Giter VIP home page Giter VIP logo

dcca-cc-hdfs-practice's Introduction

Hadoop DFS: Deploy a Distributed File System via Vagrant + Ansible

HDFS cluster deployment using VMs as platform

This repository shows how to create a cluster with distributed file system based on Hadoop DFS technology. The deployment is done with VirtualBox machines and Ansible for provisioning.

You can clone this repository to deploy it or ever you can replicate the steps to improve your learning. In clone case you must create the ssh key and download the hadoop binary file.

Hadoop DFS (HDFS)

Hadoop Distributed File System (HDFS), often referred to as Hadoop DFS, is a distributed file system designed to run on commodity hardware. It serves as the primary storage system for Hadoop applications, especially those dealing with big data.

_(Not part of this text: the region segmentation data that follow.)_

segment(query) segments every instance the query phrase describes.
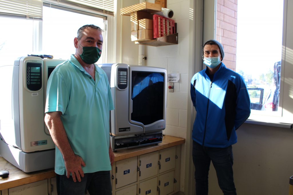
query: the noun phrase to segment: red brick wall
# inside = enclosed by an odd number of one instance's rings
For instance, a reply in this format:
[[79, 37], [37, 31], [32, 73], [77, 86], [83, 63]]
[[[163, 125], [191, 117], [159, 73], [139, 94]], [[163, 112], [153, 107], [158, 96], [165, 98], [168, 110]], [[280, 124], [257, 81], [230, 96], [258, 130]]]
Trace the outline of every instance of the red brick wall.
[[217, 1], [216, 40], [224, 48], [223, 63], [227, 68], [234, 71], [236, 67], [237, 1]]

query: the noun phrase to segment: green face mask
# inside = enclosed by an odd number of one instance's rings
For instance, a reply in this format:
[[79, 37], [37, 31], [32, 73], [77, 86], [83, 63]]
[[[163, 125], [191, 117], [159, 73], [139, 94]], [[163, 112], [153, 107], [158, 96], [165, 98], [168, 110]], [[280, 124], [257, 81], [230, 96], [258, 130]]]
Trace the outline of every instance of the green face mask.
[[83, 47], [79, 44], [81, 47], [82, 47], [82, 54], [78, 53], [80, 57], [85, 63], [88, 64], [91, 64], [98, 61], [101, 57], [102, 50], [96, 47]]

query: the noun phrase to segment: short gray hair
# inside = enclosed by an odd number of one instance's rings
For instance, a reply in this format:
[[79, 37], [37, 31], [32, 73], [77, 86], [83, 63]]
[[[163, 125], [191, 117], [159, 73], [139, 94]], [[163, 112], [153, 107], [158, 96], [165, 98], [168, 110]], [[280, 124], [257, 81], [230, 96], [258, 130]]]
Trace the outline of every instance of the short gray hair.
[[83, 33], [84, 32], [84, 29], [86, 29], [87, 28], [93, 28], [94, 29], [97, 29], [98, 30], [101, 32], [103, 32], [103, 30], [102, 29], [98, 26], [97, 26], [93, 24], [87, 24], [85, 25], [84, 25], [83, 26], [80, 28], [79, 28], [79, 29], [77, 31], [77, 39], [79, 40], [80, 40], [80, 39], [82, 37], [82, 36], [83, 35]]

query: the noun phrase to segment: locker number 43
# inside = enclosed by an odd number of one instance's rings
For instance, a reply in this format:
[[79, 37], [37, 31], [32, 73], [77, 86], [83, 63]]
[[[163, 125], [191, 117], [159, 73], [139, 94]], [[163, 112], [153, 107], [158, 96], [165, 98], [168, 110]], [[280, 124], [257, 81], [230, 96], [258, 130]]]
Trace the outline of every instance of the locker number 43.
[[149, 164], [146, 164], [146, 168], [149, 168], [149, 167], [150, 167], [151, 166], [151, 163], [149, 163]]

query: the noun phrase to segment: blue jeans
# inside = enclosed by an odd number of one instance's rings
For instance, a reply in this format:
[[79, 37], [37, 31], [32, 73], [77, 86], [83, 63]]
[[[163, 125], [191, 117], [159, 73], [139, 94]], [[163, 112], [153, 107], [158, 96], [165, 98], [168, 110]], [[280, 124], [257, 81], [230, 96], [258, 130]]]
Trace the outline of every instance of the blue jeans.
[[197, 195], [207, 195], [208, 175], [211, 161], [216, 170], [218, 183], [225, 195], [236, 194], [233, 178], [232, 146], [212, 148], [193, 141], [192, 158], [195, 168], [195, 191]]
[[58, 195], [84, 195], [87, 190], [91, 195], [112, 194], [110, 171], [85, 173], [81, 178], [80, 182], [77, 180], [74, 182], [71, 175], [67, 178], [66, 175], [56, 174]]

HDFS, divides the files into blocks and distribute it in different nodes of the cluster. Each block is replicated in multiple nodes for guarantee the fault tolerance and data availability.

Architecture:

  • NameNode: This maintains the register and location of the blocks and coordinate the operations of the file system.
  • DataNode: This stores the data blocks and manage the read/write operations.

Blocks and replication:

The files are divided into blocks (128MB or 64MB, by default). Each block is replicated in multiple nodes.

Objectives

  • Remember the distributed file system parts.
  • Understand how a distributed file system works.
  • Apply Hadoop DFS in a cluster.

Requirements for this practice:

  • Previously installed Virtualbox
  • Previously installed Vagrant
  • Previously installed Ansible

Deploy Hadoop DFS

1. Pre requirements

In the host machine, create the project directory and change into it:

$ mkdir hdfs
$ cd hdfs

Create a data directory and change into it:

$ mkdir src
$ cd src

Download the hadoop package and unarchive into src folder

$ wget https://dlcdn.apache.org/hadoop/common/hadoop-3.3.6/hadoop-3.3.6.tar.gz

2. Create a Public/Private key

This key will be used for SSH access:

ssh-keygen -t rsa -N "" -f ./id_rsa -C hadoop

Two files must be created:

  • id_rsa: private key, used for SSH login
  • id_rsa.pub: public key, used for GCP VM configuration

3. Create templates for the project

Change into the folder hdfs and create templates folder, then change into it:

$ cd hdfs
$ mkdir templates
$ cd templates

Create the generic template core-site.xml.j2, as follows:

core-site.xml.j2
<?xml version="1.0" encoding="UTF-8"?>
<?xml-stylesheet type="text/xsl" href="configuration.xsl"?>

<configuration>
  <property>
    <name>fs.defaultFS</name>
    <value>hdfs://{{NAMENODE_NAME}}:9000</value>
  </property>
</configuration>

Create the NameNode specific template hdfs-site-namenode.xml.j2, as follows:

hdfs-site.xml.j2
<?xml version="1.0" encoding="UTF-8"?>
<?xml-stylesheet type="text/xsl" href="configuration.xsl"?>

<configuration>
  <property>
    <name>dfs.namenode.name.dir</name>
    <value>file://{{HDFS_HOME}}/dfs/name</value>
  </property>
  <property>
    <name>dfs.datanode.data.dir</name>
    <value>file://{{HDFS_HOME}}/dfs/data</value>
  </property>
  <property>
    <name>dfs.namenode.rpc-address</name>
    <value>0.0.0.0:9000</value>
  </property>
</configuration>

Create the DataNode specific template hdfs-site-datanode.xml.j2 template, as follows:

hdfs-site-datanode.xml.j2
<?xml version="1.0" encoding="UTF-8"?>
<?xml-stylesheet type="text/xsl" href="configuration.xsl"?>

<configuration>
  <property>
    <name>{{RESOURCE_NAME_DIR}}</name>
    <value>file://{{HDFS_HOME}}/dfs/data</value>
  </property>
</configuration>

Now return to hdfs folder

templates $ cd ..
hdfs $ |

4. Create Vagrant project

Make sure if you are placed in the hdfs directory and continue the next steps.

Initialize the directory

Vagrant has a built-in command for initializing a project, vagrant init, which can take a box name and URL as arguments. Initialize the directory and specify the generic/debian11 box.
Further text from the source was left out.